Kurswochenende März 2017 Eddy Willems

Ein gelungenes Wochenende im Sinne der klassischen Reiterei. Eddy Willems hat eine sehr ruhige, angenehme Art seinen Reitunterricht zu gestalten. In der ersten Reitstunde verschafft sich Eddy einen Überblick, sehr individuell und an Reiter und Pferd angepasst, werden sehr hartnäckig Korrekturen vorgenommen.

Eddy ist es sehr wichtig, dass der Reiter seine Inputs versucht umzusetzen, dabei ist der Versuch der Umsetzung wichtig und erst in zweiter Linie der Erfolg. Der Kursteilnehmer sollte sich auf den Unterricht einlassen.

Präzise und korrekt ausgeführte Übungen, wie Seitengänge und Hilfgebung kann er unermüdlich fordern und korrigieren, solange bis eine Verbesserung und das Bemühen ersichtlich ist. Genaues Reiten von Linien wie Diagonalen, Zirkel, Viertellinien und das Geraderichten sind seine Prioritäten. Unterrichtet wird mit Headset.

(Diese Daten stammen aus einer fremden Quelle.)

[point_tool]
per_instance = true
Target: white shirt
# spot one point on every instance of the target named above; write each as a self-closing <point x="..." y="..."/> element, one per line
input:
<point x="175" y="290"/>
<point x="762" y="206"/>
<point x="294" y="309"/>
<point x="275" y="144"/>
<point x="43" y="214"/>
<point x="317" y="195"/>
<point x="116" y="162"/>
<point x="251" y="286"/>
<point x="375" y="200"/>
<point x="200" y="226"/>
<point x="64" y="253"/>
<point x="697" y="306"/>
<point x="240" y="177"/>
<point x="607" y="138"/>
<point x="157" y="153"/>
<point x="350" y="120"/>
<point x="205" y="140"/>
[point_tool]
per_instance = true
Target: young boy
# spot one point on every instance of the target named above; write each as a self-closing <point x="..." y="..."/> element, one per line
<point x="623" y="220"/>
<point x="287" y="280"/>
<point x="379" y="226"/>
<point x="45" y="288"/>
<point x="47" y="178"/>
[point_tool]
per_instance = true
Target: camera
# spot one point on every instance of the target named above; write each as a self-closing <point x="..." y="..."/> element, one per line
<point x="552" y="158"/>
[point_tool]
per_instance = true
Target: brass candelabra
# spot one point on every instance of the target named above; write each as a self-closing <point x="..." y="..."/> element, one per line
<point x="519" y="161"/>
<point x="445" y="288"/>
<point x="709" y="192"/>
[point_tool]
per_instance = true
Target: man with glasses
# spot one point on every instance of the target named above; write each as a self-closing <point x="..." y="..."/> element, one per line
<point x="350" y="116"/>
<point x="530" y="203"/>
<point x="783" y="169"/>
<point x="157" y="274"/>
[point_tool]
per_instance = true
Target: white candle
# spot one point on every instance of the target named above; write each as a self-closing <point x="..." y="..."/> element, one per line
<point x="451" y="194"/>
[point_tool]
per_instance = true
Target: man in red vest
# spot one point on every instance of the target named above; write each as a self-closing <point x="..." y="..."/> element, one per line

Trotz all der Herausforderungen für Reiter und Pferd kommt sein natürlicher belgischer Humor, unterlegt mit französischen Akzent, auf gar keinen Fall zu kurz. Dies ergibt ein fröhliches, lehrreiches Wochenende mit vielen reiterlichen Inputs.

Wir freuen uns auf den nächsten Kurs im Mai 2017.